Kicking out of his way the dark legacy of Bush administration President Barack Obama on Thursday outlawed torture as US policy and ordered closure of the notorious Guantanamo Bay prison. He directed immediate review of the 245 detainees still being held there "to determine if they should be transferred, released or prosecuted".
He also prohibited the CIA to maintain its overseas prisons under the practice called rendition. But it is not clear if the Kabul-based Bagram Airbase prison camp, where some 600 inmates are held without trial, and other such facilities that host governments own as their own come under that ban. President Obama also ordered suspension of torture techniques, specially invented by the CIA to deal with the 9/11 suspects, like isolation, sleep and sensory deprivation, water boarding and sexual humiliation - that are in violation of the Geneva Conventions.
Instead, he wants the detaining officials should follow the US Army Field Manual while interrogating terrorist suspects. That his promise that ideals will not be bartered away for 'safety' materialised within a short span of two days indeed speaks of the measure of the man Barack Obama is.
He also set up a task force to firm up a framework to carry out his orders for which the outer time limit is one year. The possibility that some innocent detainees, who of course many are, may have to wait for many more days to be free is quite frustrating. But what the new president has done is no less consoling and encouraging.
Of the detainees at the Guantanamo Bay prison five or more, the exact number remains mystery, are Pakistanis. They, probably, belong to that contingent of 369 who were handed over to the CIA by ex-president, Pervez Musharraf in return for "bounties totalling millions of dollars". Enumerating his "most important victories" in the war on terror in his memoir, In The Line Of Fire, he dared those "who habitually accuse us of not doing enough should ask the CIA how much prize money it has paid to the government of Pakistan".

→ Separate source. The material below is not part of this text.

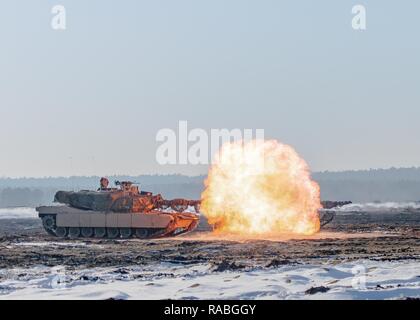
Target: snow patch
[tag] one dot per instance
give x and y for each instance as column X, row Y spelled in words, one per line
column 363, row 279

One of these unfortunate ones was Mullah Abdul Salam Zaeef, the erstwhile Taliban ambassador in Islamabad, whose story of capture and hand-over is too shameful to be recounted. Mullah Zaeef wants President Obama to prosecute those who were involved in persecution of Guantanamo Bay inmates. Some 600 prisoners are being detained at the Bagram and many more at other US bases in Afghanistan. Lal Gul Lal, head of Afghanistan Human Rights Organisation, wants the detainees to be handed over to the inmates' countries. As the air of freedom would permeate hopes will rise.

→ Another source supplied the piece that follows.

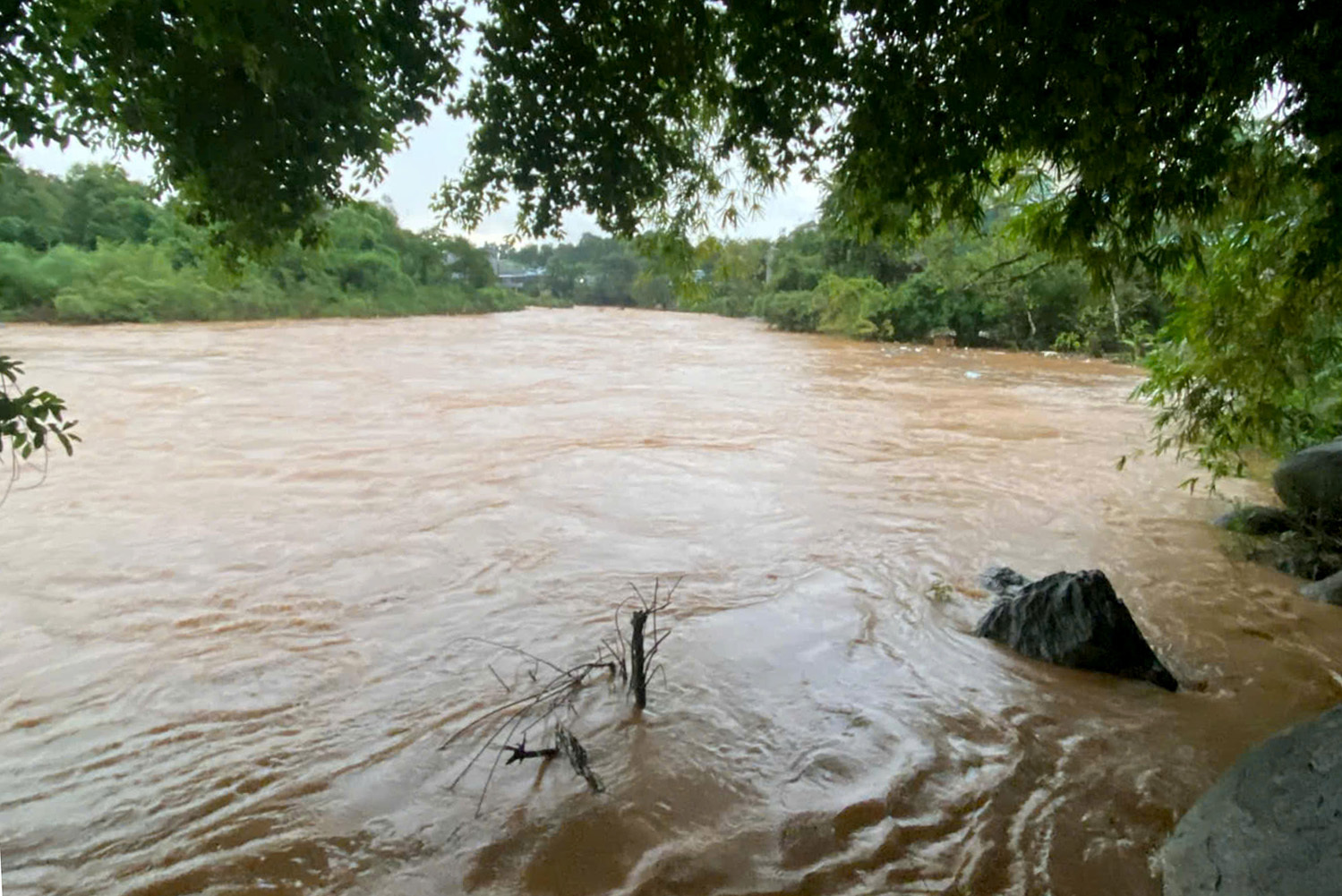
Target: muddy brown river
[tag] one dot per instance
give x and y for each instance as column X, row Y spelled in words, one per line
column 234, row 624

The 9/11 tragedy touched every heart, everywhere including Muslim populations. Only patently insane people took joy out of that massacre of the innocents irrespective of the victims' colour and creed. But the way Bush Administration organised its revenge was no less horrifying. If the crumbling Twin Towers was a ghastly sight no less macabre was the treatment of hooded inmates of the Guantanamo Bay or sexual humiliation of detainees at Abu Ghuraib jail in Baghdad.

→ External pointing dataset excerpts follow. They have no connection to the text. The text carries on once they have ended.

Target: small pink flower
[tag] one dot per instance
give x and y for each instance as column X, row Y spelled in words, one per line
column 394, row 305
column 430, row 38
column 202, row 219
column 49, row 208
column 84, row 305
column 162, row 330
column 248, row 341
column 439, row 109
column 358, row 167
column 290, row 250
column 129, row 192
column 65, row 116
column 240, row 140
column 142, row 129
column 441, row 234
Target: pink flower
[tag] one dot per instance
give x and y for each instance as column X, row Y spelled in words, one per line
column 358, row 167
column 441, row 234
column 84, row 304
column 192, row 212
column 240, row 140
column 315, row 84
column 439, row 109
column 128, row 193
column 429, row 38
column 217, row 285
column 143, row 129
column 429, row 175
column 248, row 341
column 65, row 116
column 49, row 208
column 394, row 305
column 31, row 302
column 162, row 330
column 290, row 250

By keeping alive the ghost of 9/11 by colour-coded alerts the Bush administration had silenced not only the US Congress but also the American media and civil society. People were snatched of their basic freedoms and their rights in the name of ensuring national security. The law called habeas corpus was removed from the statute books. By ordering closure of both the CIA's open and secret prisons President Obama has upheld the rule of law and restored his country's constitution. And from a distant perspective, his bold decision would indeed help restore America's image and improve its rating as a free society.